With less than two weeks of open enrollment left, Covered California is reminding consumers that they will face increased penalties for not having health insurance this year.
Since Obamacare's individual coverage requirement took effect in 2014, the federal government has imposed increasingly expensive fines to people who do not purchase coverage through health exchanges or obtain insurance through an employer or a government program such as Medicare. This year brings the highest penalty yet, Peter Lee, Covered California's executive director, said during a recent news conference.
"This is real money going straight to the IRS, where the consumer gets nothing in return," Lee said.
This year, the penalty is $695 per adult and $347 per child up to a family cap of $2,500 or 2.5% of household income, whichever is greater. Last year's penalty was $325 for adults, with a $975 maximum or 2% of household income.
People in lower income brackets can qualify for significant government subsidies that help pay monthly premiums, and many in those categories also qualify for health plans with lower out-of-pocket costs.
A recent study from the Kaiser Family Foundation estimated that of the nation's 7 million people who qualify for a subsidy, about half have incomes low enough to qualify them for a zero-cost bronze plan, which must cover at least 60% of the enrollee's healthcare costs.
The more income a household makes, the less of a subsidy — if any — it can receive, requiring many to weigh the expense of a penalty for being uninsured against the cost of monthly premiums.
Kaiser predicts that in 2016, penalties will increase, on average, from $1,177 to $1,450.
According to the Internal Revenue Service, 7.5 million Americans paid a total of $1.5 billion in Obamacare penalties on their 2015 tax returns for failing to obtain insurance in 2014. That year, the fines assessed were only $95 per adult or 1% of household income, whichever was greater.
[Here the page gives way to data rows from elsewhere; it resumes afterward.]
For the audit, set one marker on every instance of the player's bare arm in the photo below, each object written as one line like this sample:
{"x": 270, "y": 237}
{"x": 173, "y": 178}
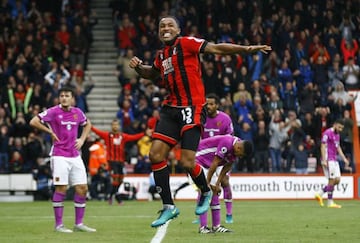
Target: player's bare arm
{"x": 85, "y": 132}
{"x": 145, "y": 71}
{"x": 229, "y": 49}
{"x": 342, "y": 155}
{"x": 36, "y": 123}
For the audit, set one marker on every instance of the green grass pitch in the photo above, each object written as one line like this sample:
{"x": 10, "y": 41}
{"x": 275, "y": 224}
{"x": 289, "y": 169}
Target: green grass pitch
{"x": 254, "y": 221}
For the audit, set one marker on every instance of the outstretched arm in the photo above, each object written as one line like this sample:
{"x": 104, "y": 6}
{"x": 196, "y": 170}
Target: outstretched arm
{"x": 145, "y": 71}
{"x": 228, "y": 49}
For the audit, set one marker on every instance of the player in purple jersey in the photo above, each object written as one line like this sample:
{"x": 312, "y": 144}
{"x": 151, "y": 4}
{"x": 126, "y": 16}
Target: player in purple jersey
{"x": 330, "y": 148}
{"x": 62, "y": 122}
{"x": 216, "y": 156}
{"x": 219, "y": 123}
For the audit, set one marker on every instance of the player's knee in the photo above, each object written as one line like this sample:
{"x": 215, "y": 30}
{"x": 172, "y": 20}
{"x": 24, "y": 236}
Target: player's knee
{"x": 156, "y": 157}
{"x": 81, "y": 189}
{"x": 188, "y": 165}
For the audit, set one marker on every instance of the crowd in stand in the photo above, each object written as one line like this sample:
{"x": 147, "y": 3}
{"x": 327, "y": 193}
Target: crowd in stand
{"x": 281, "y": 101}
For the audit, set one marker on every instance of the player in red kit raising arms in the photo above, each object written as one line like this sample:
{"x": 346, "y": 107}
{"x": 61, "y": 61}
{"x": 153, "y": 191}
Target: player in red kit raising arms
{"x": 182, "y": 114}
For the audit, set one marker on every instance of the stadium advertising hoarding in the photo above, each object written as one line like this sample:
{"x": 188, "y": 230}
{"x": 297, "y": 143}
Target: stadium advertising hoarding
{"x": 257, "y": 187}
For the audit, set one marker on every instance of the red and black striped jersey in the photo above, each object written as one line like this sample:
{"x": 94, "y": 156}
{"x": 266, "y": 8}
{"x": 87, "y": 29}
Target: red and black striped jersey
{"x": 180, "y": 70}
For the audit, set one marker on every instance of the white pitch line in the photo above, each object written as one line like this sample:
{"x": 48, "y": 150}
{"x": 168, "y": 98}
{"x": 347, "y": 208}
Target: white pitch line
{"x": 160, "y": 233}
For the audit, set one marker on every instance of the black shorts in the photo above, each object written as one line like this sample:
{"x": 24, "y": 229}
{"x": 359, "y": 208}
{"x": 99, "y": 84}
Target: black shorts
{"x": 177, "y": 123}
{"x": 117, "y": 168}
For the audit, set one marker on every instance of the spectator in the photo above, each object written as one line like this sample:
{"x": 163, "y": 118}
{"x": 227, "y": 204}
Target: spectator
{"x": 16, "y": 162}
{"x": 126, "y": 34}
{"x": 349, "y": 49}
{"x": 4, "y": 147}
{"x": 261, "y": 146}
{"x": 278, "y": 136}
{"x": 78, "y": 45}
{"x": 351, "y": 73}
{"x": 335, "y": 74}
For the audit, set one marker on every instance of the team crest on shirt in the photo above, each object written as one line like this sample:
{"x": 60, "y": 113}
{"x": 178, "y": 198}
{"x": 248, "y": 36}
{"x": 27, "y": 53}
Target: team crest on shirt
{"x": 167, "y": 66}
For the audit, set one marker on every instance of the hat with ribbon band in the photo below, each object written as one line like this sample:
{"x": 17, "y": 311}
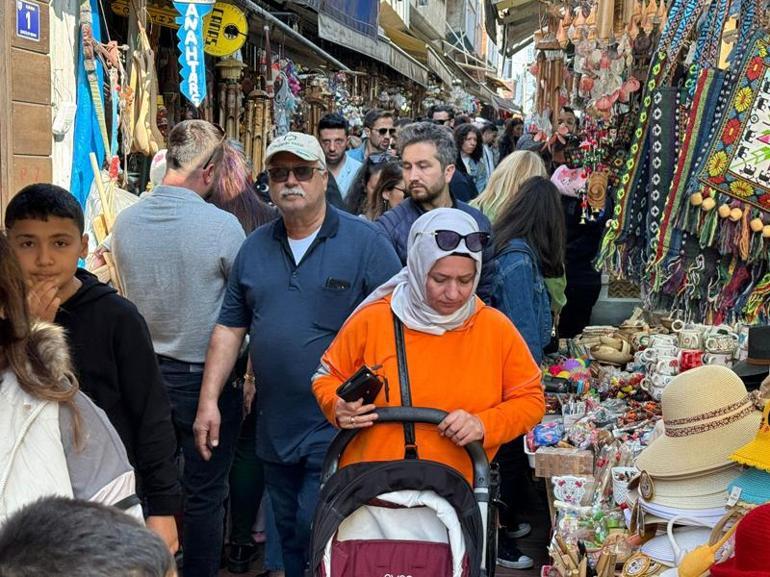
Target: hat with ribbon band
{"x": 707, "y": 415}
{"x": 757, "y": 453}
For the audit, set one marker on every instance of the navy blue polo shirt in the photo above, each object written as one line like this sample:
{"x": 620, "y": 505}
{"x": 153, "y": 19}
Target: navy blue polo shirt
{"x": 293, "y": 312}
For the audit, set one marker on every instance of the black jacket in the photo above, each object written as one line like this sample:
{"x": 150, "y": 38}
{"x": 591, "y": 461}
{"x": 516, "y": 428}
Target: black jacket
{"x": 116, "y": 367}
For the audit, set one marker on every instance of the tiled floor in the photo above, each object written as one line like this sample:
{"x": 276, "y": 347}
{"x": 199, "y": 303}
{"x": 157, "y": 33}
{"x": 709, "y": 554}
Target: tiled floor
{"x": 533, "y": 545}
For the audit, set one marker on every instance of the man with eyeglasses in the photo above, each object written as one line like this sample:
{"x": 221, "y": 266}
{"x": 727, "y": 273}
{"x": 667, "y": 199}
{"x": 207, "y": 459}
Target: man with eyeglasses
{"x": 428, "y": 154}
{"x": 333, "y": 134}
{"x": 294, "y": 283}
{"x": 174, "y": 252}
{"x": 379, "y": 133}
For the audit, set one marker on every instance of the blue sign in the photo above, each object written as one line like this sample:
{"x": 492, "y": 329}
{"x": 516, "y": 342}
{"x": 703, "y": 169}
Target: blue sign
{"x": 191, "y": 57}
{"x": 28, "y": 20}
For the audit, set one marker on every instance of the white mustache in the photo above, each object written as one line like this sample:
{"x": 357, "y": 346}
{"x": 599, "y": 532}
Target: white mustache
{"x": 295, "y": 191}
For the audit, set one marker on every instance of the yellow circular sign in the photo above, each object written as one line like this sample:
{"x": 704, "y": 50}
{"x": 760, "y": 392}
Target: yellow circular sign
{"x": 225, "y": 30}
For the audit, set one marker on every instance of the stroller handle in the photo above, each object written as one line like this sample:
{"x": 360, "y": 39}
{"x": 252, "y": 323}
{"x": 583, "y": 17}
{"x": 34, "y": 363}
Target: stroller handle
{"x": 474, "y": 449}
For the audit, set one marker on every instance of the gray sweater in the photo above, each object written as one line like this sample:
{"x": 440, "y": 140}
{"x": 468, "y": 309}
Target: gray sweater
{"x": 174, "y": 252}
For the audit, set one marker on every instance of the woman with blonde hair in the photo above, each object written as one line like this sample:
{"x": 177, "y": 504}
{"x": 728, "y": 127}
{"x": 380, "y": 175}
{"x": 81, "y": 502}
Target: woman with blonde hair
{"x": 505, "y": 181}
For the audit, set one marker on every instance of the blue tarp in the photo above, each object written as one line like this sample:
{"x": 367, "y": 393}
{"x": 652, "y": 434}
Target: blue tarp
{"x": 87, "y": 137}
{"x": 358, "y": 15}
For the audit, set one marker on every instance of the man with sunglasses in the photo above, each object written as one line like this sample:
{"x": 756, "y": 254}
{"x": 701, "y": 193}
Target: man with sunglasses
{"x": 379, "y": 133}
{"x": 428, "y": 154}
{"x": 294, "y": 283}
{"x": 333, "y": 133}
{"x": 174, "y": 251}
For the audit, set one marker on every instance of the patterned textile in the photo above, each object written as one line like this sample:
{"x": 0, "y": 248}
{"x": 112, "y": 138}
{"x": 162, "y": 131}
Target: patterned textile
{"x": 738, "y": 163}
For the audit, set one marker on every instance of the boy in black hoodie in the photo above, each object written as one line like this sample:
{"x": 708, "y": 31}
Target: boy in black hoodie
{"x": 109, "y": 341}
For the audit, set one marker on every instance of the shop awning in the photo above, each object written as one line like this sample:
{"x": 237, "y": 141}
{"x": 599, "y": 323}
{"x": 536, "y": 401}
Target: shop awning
{"x": 438, "y": 65}
{"x": 381, "y": 49}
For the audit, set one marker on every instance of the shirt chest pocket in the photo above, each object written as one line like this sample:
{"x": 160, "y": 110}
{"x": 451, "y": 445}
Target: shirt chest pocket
{"x": 333, "y": 306}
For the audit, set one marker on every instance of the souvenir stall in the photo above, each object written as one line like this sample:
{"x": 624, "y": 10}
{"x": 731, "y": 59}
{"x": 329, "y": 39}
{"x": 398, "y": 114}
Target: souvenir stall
{"x": 652, "y": 450}
{"x": 691, "y": 216}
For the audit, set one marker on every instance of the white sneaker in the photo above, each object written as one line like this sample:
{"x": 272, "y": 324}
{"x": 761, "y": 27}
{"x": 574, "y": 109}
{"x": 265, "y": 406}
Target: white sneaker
{"x": 522, "y": 530}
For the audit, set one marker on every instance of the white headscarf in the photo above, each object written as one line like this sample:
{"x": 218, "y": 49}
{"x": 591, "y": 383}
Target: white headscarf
{"x": 409, "y": 300}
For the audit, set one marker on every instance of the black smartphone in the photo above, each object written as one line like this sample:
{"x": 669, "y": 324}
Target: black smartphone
{"x": 364, "y": 384}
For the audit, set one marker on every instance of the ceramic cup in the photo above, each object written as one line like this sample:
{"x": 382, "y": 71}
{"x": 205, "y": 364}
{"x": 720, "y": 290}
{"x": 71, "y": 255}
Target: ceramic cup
{"x": 724, "y": 359}
{"x": 722, "y": 342}
{"x": 689, "y": 359}
{"x": 667, "y": 365}
{"x": 690, "y": 339}
{"x": 653, "y": 353}
{"x": 655, "y": 384}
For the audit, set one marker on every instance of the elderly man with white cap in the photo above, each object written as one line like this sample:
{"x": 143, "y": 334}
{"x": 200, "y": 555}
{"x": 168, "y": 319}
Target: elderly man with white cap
{"x": 293, "y": 284}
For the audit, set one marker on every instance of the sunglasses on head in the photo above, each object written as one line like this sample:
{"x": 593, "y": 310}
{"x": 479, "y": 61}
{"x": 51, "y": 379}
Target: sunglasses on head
{"x": 448, "y": 240}
{"x": 380, "y": 158}
{"x": 301, "y": 173}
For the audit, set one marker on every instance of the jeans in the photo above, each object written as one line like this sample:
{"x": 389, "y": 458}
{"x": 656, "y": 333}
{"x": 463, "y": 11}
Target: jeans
{"x": 247, "y": 484}
{"x": 204, "y": 482}
{"x": 293, "y": 490}
{"x": 514, "y": 485}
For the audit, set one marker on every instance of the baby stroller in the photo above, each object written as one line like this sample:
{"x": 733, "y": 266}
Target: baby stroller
{"x": 407, "y": 518}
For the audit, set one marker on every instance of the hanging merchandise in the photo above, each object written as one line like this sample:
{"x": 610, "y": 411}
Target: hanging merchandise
{"x": 225, "y": 30}
{"x": 624, "y": 246}
{"x": 191, "y": 57}
{"x": 140, "y": 102}
{"x": 230, "y": 96}
{"x": 710, "y": 259}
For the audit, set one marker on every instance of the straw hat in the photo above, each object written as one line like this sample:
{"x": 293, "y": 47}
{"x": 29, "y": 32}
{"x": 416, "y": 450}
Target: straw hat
{"x": 707, "y": 414}
{"x": 757, "y": 452}
{"x": 752, "y": 554}
{"x": 705, "y": 491}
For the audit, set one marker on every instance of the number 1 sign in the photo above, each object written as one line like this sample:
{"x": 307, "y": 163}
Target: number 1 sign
{"x": 28, "y": 20}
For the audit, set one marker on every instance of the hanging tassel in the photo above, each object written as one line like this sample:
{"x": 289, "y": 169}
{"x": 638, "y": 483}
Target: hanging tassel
{"x": 670, "y": 283}
{"x": 709, "y": 229}
{"x": 757, "y": 308}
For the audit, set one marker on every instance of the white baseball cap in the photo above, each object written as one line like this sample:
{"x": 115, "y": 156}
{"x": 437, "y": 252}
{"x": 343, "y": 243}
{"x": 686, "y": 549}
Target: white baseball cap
{"x": 304, "y": 146}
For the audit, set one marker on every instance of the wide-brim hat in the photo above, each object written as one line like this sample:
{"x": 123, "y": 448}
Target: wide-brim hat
{"x": 707, "y": 415}
{"x": 753, "y": 486}
{"x": 752, "y": 553}
{"x": 699, "y": 492}
{"x": 756, "y": 453}
{"x": 655, "y": 514}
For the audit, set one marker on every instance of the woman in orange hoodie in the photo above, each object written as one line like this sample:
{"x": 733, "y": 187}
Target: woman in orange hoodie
{"x": 463, "y": 357}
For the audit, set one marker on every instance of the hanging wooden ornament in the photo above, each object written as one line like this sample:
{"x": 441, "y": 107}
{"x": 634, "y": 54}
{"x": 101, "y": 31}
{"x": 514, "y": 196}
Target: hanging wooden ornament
{"x": 696, "y": 199}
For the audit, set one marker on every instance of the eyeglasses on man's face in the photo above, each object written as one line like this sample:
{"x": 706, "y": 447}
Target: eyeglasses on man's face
{"x": 301, "y": 173}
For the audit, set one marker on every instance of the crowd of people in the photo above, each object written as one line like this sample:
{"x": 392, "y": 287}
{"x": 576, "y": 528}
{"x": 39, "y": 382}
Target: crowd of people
{"x": 210, "y": 384}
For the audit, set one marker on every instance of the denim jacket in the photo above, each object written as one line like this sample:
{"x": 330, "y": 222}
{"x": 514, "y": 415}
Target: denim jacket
{"x": 520, "y": 293}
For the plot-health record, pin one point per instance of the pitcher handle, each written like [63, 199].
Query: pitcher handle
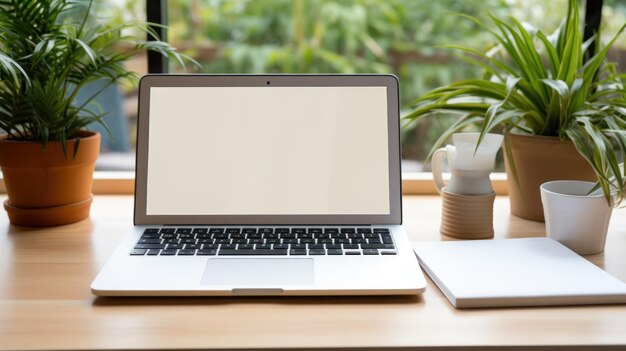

So a major question as the Affordable Care Act's third open enrollment deadline approaches on Jan. 31 is whether higher penalties will motivate more uninsured Californians, and those like them across the country, to sign up.
Cynthia Cox, associate director of health reform and private insurance for Kaiser, said it is difficult to know whether the penalties are motivating potential enrollees. Penalties are assessed on a family's tax return the year after they were incurred.
"It could really be 2018 until you start seeing a real surge in enrollment because of the penalties," Cox said.
Naama Pozniak, a broker in Los Angeles who said she runs a storefront that serves the University City, Valley Village and North Hollywood neighborhoods, said she has seen a fair amount of willingness among the unsubsidized to sign up, with most of those applicants choosing the lowest-level bronze plans with annual deductibles of about $6,000. She said Obamacare's requirement that all preventive services be covered with no deductible has often been the deciding factor.
"Mainly I'd say that most people, because of the preventive services, are feeling that they do get something out of it even if it has a high deductible," Pozniak said.
As Obamacare's latest open enrollment period enters its final days, Covered California officials are pushing hard on the message that paying a penalty rather than premiums will deliver no protection from life's unexpected medical emergencies.
"The bigger penalty could be showing up in the emergency room and walking out with a bill in the tens of thousands of dollars," Lee said.
Sisson writes for the San Diego Union-Tribune.